規制至上主義から何も変わっていない
36人が死亡、32人が重軽傷を負った京都アニメーション放火殺人事件から4年が経ち、奇跡的に一命をとりとめた青葉真司被告の裁判が9月5日に京都地裁で始まった。
犯人がこの凶行に至った動機や不幸にも被害に遭われた方々やそのご家族に注目が集まる一方、こういった犯罪から命をどう守るかという防火安全についてはあまり話題になっていない。

炎上する京都アニメーション本社NHKより
この恐ろしい犯罪からもう4年も経ったのだが日本の防火体制は実は何も変わっていない。変わったことと言えば、ガソリン販売の規制が強化され、ガソリンを販売するため容器に詰め替えるときに顧客の本人確認、使用目的の確認及び販売記録の作成が行われるようになったくらいであるが、この規制強化後の2021年12月に大阪のクリニックでこの事件を真似たと思われる放火殺人事件が発生している。
日本では「防火イコール法規制を守ること」となっていて、建築基準法および消防法の法規制をギリギリでクリアすればそれ以上余計なことをする必要はないという考え方が一般的である。事件後に京都市消防局が「現場は十分な防火対策」と発表したとの報道があったが、これは誤解を招く表現であり「法的に問題はなかった」とするべきであった。
本来法規制は、人命へのリスクの観点から社会としてこれ以下は許容できないから絶対に守ってくださいという最低限度の要求であるべきである。現実には法規制が建物の実態に合わなかったり、不十分であったり、そもそも非科学的で間違っていることもあり得る。
重要なのはセキュリティー強化、避難経路の確保とスプリンクラー筆者がアフリカのある国で仕事をした際に、日本では多くの建物で敷地を囲うフェンスがなく、誰でも敷地内に自由に入れると言ったところ大変驚かれたことがある。
残念ながら日本でも、こうした犯罪が増えるにつれて建物のセキュリティーを強化せざるを得なくなるのではないか。警備員を配置し防犯カメラを設置することによって不審者が建物内に入ることを未然に防ぎ、入口で手荷物検査を実施して可燃性危険物等を建物内に持ち込ませないことである。
また避難経路の確保も重要である。この火災では屋上へ出るための扉の鍵を開けることができず多くの方が屋上へつながる階段で亡くなってしまった。アメリカでは避難経路上に存在する扉にはパニックドアと呼ばれる非常時に火災報知設備等の信号で開錠され避難方向に押すことで開く扉がよく使われている(図を参照)。

図 パニックドア
また避難経路は2つ以上あることが望ましく、建物のどこで火災が発生しても逃げる経路を予めシュミレーションしておくことであり、避難経路に荷物等が置かれて塞がれることがないように注意するべきである。
もう1つ重要なことはスプリンクラーの設置である。
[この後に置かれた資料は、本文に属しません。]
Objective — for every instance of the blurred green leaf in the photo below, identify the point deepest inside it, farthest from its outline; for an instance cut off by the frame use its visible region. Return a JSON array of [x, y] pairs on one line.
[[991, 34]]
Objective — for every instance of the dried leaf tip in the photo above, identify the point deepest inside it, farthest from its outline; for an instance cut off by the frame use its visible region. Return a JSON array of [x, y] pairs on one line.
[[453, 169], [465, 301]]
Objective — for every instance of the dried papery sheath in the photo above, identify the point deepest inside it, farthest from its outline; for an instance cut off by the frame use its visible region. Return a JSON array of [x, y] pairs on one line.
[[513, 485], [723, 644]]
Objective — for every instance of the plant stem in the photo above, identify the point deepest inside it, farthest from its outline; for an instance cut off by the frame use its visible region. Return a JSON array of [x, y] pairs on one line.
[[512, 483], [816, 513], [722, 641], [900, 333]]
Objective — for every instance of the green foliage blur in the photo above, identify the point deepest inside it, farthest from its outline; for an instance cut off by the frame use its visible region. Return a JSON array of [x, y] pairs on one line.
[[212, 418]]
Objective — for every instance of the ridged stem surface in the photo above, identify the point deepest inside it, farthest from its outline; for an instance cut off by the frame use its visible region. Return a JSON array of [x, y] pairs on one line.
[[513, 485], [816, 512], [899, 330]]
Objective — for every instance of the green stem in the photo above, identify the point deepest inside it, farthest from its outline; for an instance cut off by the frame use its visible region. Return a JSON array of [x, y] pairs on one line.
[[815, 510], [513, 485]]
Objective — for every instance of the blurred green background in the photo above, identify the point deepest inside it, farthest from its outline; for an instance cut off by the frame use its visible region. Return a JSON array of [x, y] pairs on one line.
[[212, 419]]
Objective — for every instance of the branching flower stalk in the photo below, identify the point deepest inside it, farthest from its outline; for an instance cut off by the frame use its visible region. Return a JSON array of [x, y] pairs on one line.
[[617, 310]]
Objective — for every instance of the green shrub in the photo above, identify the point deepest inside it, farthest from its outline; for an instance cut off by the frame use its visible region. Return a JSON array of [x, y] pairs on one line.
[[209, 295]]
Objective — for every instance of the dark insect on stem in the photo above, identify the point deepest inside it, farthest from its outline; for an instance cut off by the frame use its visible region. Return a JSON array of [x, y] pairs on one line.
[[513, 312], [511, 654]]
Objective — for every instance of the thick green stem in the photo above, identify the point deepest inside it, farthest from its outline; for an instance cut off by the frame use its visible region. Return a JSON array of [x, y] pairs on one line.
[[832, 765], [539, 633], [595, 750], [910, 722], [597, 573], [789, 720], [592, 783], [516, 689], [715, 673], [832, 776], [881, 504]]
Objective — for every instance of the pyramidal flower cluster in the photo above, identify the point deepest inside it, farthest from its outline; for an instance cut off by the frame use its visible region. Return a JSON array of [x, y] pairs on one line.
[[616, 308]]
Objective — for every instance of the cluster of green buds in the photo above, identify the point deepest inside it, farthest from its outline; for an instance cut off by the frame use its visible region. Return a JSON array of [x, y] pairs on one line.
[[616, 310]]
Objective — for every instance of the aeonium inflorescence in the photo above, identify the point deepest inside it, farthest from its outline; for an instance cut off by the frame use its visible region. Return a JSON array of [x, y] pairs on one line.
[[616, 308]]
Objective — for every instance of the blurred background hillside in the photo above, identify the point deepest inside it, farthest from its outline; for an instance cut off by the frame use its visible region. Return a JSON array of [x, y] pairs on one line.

NFPA(全米防火協会)の統計(2015~2019)によると、スプリンクラーによって火災1,000件あたりの死者数を6.7人から0.7人と約1/10に減らしたとしている。
火災初期の爆発で配管が破壊される等の特殊な例を除いてスプリンクラーはほとんどの火災において有効である。「ガソリン火災」にスプリンクラーは不適と指摘される方もいるようであるが、少量のガソリンを使用した放火に対してもスプリンクラーは有効である。スプリンクラーからの散水によって着火場所の周囲の可燃物や天井を濡らして燃えにくくすることにより火災の制御が可能である。
この火災はガソリン火災ではないこの火災を「ガソリン火災」として何か特殊な対策が必要だと思われる方もいるようであるが、犯人が持ち込んだガソリンは10~15リットル程度であり着火に使われただけである。ガソリンは大容量の貯蔵タンクから継続的に供給されたわけではない。ガソリンは揮発性が非常に高く、この程度の量のガソリンは着火後の数秒~数十秒で燃え尽きたと思われる。
ガソリンが火災初期に燃え尽きた後に燃えたのは、建物内に存在していたオフィス家具、書類、内装等の一般可燃物である。よってこの火災は一般の火災であり「ガソリン火災」ではない。
ちなみに日本の消防法でガソリンが危険物として規制対象となる量は40リットル(市町村条例では8リットル)であり、それ以下の量であれば規制対象外である。
アメリカでもガソリン等の可燃性の液体や、ガスを使用した放火は大きな被害をもたらしている。NFPAが出している放火に関する統計(2014~2018)によると、アメリカでは年平均で52,260件の放火が発生しており、400人の死者および950人の負傷者が発生している。
可燃性の液体やガスを使用した放火は件数においては全体の6%にすぎないにも関わらず、死者の37%および負傷者の22%を占めている。
アメリカで大きな被害が出ているので、何か特別な対策をしているかというとそうではない。推奨されるのはやはりスプリンクラーである。可燃性液体やガスを使用した放火にもスプリンクラーは有効であり、Google検索をすればアメリカでガソリンを使用した放火にスプリンクラーが有効であったケースを容易に何件か見つけられる。